Par ailleurs, il est savoureux d’entendre la gauche dire qu’elle sera très attentive à la hausse du budget de la justice. Je suis député depuis neuf ans et nous l’avons augmenté de plus de 50 % au cours de cette période. Pourtant, jamais La France insoumise n’a voté ces crédits. J’apprécie d’entendre mes collègues tenir ces propos, mais attention : ils sont filmés, enregistrés et retranscrits. Nous serons très attentifs à leurs votes lors du prochain budget.

M. Philippe Gosselin (DR). Le mieux est parfois l’ennemi du bien : voulons-nous d’une loi applicable à une date certaine, ou préférons-nous jouer la montre ? En votant cet amendement, nous jouerions la montre : l’encombrement législatif est tel que la deuxième lecture serait incertaine, de sorte que le texte pourrait finalement entrer en vigueur à une date encore ultérieure à janvier 2027.

Il faut aussi laisser le temps aux avocats ; certains sont en cours de formation.

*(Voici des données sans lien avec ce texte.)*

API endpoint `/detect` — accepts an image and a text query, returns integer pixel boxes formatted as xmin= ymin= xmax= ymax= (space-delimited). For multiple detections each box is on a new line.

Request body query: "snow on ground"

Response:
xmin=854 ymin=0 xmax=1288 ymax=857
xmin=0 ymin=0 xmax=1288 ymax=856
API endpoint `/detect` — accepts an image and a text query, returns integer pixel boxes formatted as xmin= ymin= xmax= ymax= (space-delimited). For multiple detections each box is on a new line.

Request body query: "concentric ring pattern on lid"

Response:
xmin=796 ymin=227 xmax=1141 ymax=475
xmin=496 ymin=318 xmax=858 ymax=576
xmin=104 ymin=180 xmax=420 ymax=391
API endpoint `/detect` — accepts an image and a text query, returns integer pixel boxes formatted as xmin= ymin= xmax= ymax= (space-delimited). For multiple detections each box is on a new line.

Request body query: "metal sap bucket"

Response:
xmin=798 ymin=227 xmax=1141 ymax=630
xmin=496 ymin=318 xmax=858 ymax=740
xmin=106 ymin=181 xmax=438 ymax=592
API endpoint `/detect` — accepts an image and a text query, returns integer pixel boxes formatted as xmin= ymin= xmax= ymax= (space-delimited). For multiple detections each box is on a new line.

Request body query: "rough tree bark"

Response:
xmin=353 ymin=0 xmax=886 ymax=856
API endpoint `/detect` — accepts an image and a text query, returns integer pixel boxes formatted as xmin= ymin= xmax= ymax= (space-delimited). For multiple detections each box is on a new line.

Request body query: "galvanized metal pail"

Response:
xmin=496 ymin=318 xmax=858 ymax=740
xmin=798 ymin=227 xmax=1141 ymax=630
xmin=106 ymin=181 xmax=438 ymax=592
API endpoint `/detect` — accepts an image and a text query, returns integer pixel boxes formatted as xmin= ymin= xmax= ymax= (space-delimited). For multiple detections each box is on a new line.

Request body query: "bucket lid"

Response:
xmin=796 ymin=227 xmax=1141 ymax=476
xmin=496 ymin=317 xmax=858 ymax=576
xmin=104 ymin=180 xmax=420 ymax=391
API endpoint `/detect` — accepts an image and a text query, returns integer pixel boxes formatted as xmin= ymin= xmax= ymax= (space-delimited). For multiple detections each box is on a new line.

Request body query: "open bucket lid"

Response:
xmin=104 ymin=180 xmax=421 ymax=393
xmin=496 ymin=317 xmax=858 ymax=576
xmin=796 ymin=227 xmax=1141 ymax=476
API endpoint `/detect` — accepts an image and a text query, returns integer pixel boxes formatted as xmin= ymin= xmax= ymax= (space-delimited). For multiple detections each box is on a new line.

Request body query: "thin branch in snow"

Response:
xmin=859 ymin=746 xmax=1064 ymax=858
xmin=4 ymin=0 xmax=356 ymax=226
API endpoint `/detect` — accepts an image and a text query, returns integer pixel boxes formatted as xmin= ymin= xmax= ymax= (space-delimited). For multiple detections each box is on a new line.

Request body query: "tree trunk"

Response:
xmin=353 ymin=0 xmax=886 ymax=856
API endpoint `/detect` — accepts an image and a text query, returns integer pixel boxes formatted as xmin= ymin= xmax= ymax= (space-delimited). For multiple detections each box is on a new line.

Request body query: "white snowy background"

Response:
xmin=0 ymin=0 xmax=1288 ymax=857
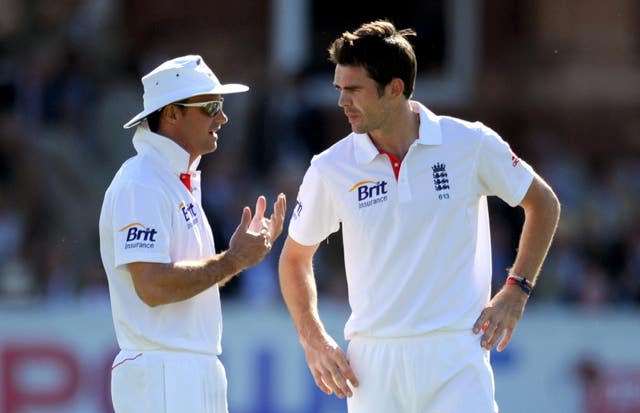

Croire que nous pourrions sortir tout le monde d’affaires d’un coup de baguette magique immédiatement après la promulgation de la loi serait une illusion. Ce ne serait pas une bonne administration de la justice ; surtout, ce serait contraire à l’intérêt supérieur des enfants, que nous essayons de mettre en avant. Je ne veux pas faire de procès d’intention, le mieux serait de retirer cet amendement pour que nous puissions voter le texte conforme et ainsi avoir une bonne nouvelle aujourd’hui.

Mme Sylvie Josserand (RN). Si le Sénat a conscience de l’urgence, ce qui ne peut être mis en doute, il s’arrangera pour examiner le texte rapidement, tout simplement !

Mme Ayda Hadizadeh, rapporteure. Tous ceux qui lèveront la main pour voter votre amendement le feront pour empêcher un vote conforme et donc pour retarder l’entrée en vigueur de cette loi. Que cela soit bien clair pour tout le monde, et pour les électeurs. Nous sommes dans le cas précis où un tiens vaut mieux que deux tu l’auras.

Je vous appelle de nouveau à la responsabilité : montrez que vous avez compris l’urgence dans notre pays ! La protection de l’enfance n’est pas un sujet de gauche ni de droite, c’est un sujet national et nous devons tous être mobilisés, comme nous devrons l’être lors du prochain budget pour abonder l’aide juridictionnelle de 300 millions d’euros. Je vous invite une fois encore à retirer votre amendement.

La commission rejette l’amendement.

Elle adopte l’article 2 bis non modifié.

Elle adopte l’ensemble de la proposition de loi sans modification.

 

*

*     *

En conséquence, la commission des Lois constitutionnelles, de la législation et de l’administration générale de la République vous demande d’adopter la proposition de loi, modifiée par le Sénat, visant à assurer le droit de chaque enfant à être assisté d’un avocat dans le cadre d’une mesure d’assistance éducative et de protection de l’enfance (n° 2853) dans le texte figurant dans le document annexé au présent rapport.

 


([1]) Cour de cassation, 1ère chambre civile, arrêt n° 478 F-D.

([2]) Article 7 bis de la loi n° 2022‑140 du 7 février 2022 introduit en première lecture au Sénat.

([3]) Dress, site internet : « Les bénéficiaires de l’aide sociale à l’enfance ».